Ant-Man and the Wasp: Quantumania – movie review

The fifth cycle of Marvel Cinematic Universe films kicks off with Ant-Man and the Wasp: Quantumania. In the hands of director Peyton Reed (who directed the previous two Ant-Man films), this feels like something of a throwback. While nodding to the MCU’s current multiverse mania, Reed delivers an action film steeped in nostalgia.

The only problem with the film’s plainly strong feelings for the past is that it becomes quite derivative. Leave aside that the plot is basically the same as the recent Strange World – itself an updated version of 1950s films like Journey to the Center of the Earth – Reed seems to be genuflecting at the altar of sci-fi canon while the plot struggles along in the background. If you pay attention, you may spot references to Star Wars, Dune, Back to the Future and many more. The difficulty of course is that these are all much better films; and calling attention to them only invites comparison.

When we pick up the story, Scott Lang (Paul Rudd) – a.k.a. Ant-Man – is pretty content with life as an Avenger. He’s parlayed his fame into a book and is basking in the limelight – even if fans sometimes mistake him for other superheroes. He’s re-united with Hope Van Dyne (Evangeline Lilly) – the Wasp – and her parents Hank Pym (Michael Douglas) and Janet Van Dyne (Michelle Pfeiffer). Scott’s daughter Cassie (Kathryn Newton) is now a young adult. Seems Cassie has inherited some smarts because, in between arrests for protest activity, she’s been busy working with Hank on a device to contact the Quantum Realm (see the first two Ant-Man movies if you don’t understand what that is). But as Cassie activates the device, Janet urgently warns her to turn it off. But it’s too late – family pizza night is transformed into a deep dive into the Quantum Realm.

Hope, Janet and Hank fall into a different area of the Quantum Realm to Scott and Cassie. Surprisingly, they discover that the Quantum Realm is home to humans – or at least human-like beings – as well as bizarre alien creatures. Janet, who was trapped in the Quantum Realm for years, luckily knows her way around. She contacts an old ally, Lord Krylar (Bill Murray), who reveals that things have changed since she left and that he’s now working for a new ruler, Kang the Conqueror (Jonathan Majors). But a double-cross is on, and the trio flee after stealing Krylar’s ship. Meanwhile, Scott and Cassie have found a group of rebels led by Jentorra (Katy O’Brian). She warns them about Kang and reveals Janet was somehow responsible for his rise to power, which involved a critical device known as a power core. Kang’s forces however have located the rebel base and attack. Scott and Cassie are captured and taken to Kang, who demands that Lang help restore the power core to him – or he will kill Cassie.

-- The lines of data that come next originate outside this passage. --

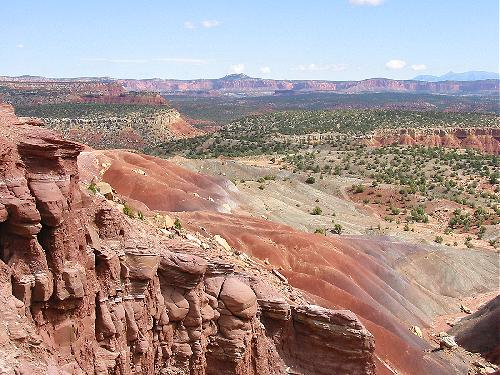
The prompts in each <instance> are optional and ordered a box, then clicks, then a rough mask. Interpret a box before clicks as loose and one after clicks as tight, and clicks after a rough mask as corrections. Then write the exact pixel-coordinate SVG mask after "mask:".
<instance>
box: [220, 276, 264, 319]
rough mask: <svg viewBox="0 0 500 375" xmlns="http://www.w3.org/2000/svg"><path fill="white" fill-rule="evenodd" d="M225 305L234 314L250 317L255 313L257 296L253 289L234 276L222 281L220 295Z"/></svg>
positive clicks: (243, 316)
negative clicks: (235, 277) (255, 294)
mask: <svg viewBox="0 0 500 375" xmlns="http://www.w3.org/2000/svg"><path fill="white" fill-rule="evenodd" d="M219 298H220V299H221V301H222V302H224V305H225V307H226V308H227V309H228V310H229V311H230V312H231V313H232V314H233V315H235V316H238V317H240V318H243V319H251V318H252V317H254V316H255V314H256V313H257V297H256V296H255V293H254V292H253V290H252V289H251V288H250V287H249V286H248V285H246V284H244V283H243V282H241V281H240V280H238V279H237V278H234V277H230V278H227V279H226V280H225V281H224V285H223V286H222V290H221V292H220V297H219Z"/></svg>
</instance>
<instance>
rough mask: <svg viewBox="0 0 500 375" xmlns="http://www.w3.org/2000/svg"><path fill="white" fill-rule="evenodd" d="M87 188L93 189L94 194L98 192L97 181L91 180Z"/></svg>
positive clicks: (92, 189) (88, 188)
mask: <svg viewBox="0 0 500 375" xmlns="http://www.w3.org/2000/svg"><path fill="white" fill-rule="evenodd" d="M87 190H89V191H91V192H92V193H93V194H96V193H97V185H96V184H95V182H91V183H90V185H89V186H87Z"/></svg>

Unsurprisingly, after the fairly lengthy set-up, things devolve pretty quickly. Reed and screenwriter Jeff Loveness don’t seem to be able to rein in the chaos once it starts. The plot actually doubles down on it, leading to a pretty clunky ending. The fact it needs at least two deus-ex-machina moments to get to some kind of resolution kind of says it all.

For all its plot problems though, you can’t accuse Quantumania of being boring. The set-piece battles are excitingly staged and the characters are generally pretty likeable – especially Cassie who’s been transformed from poppet-in-peril in the early films to fully-fledged butt-kicking superhero here.

Paul Rudd brings his usual charm to the role of Scott. Evangeline Lilly is also good but under-utilised as Hope; and the same goes for Michael Douglas as Hank. Michelle Pfeiffer has more to do, but she’s mostly a catalyst for the plot, rather than a driver. Kathryn Newton brings a spark to Cassie, and makes the most of the opportunity. But the film really belongs to Jonathan Majors as the enigmatic villain. As usual, post-credits scenes are included, and these hint at an expanded role for Kang the Conqueror in the future. I do however feel for Corey Stoll who makes a surprise re-appearance in the Ant-Man universe in a truly thankless role.

Quantumania continues the general trend of post-Endgame MCU movies for me – I found it okay but not great. It lacks some of the charm of the other Ant-Man movies, and takes a lot of strange turns. That said, if you’re into spectacle on a grand (or is it microscopic?) scale, then this is probably a film for you.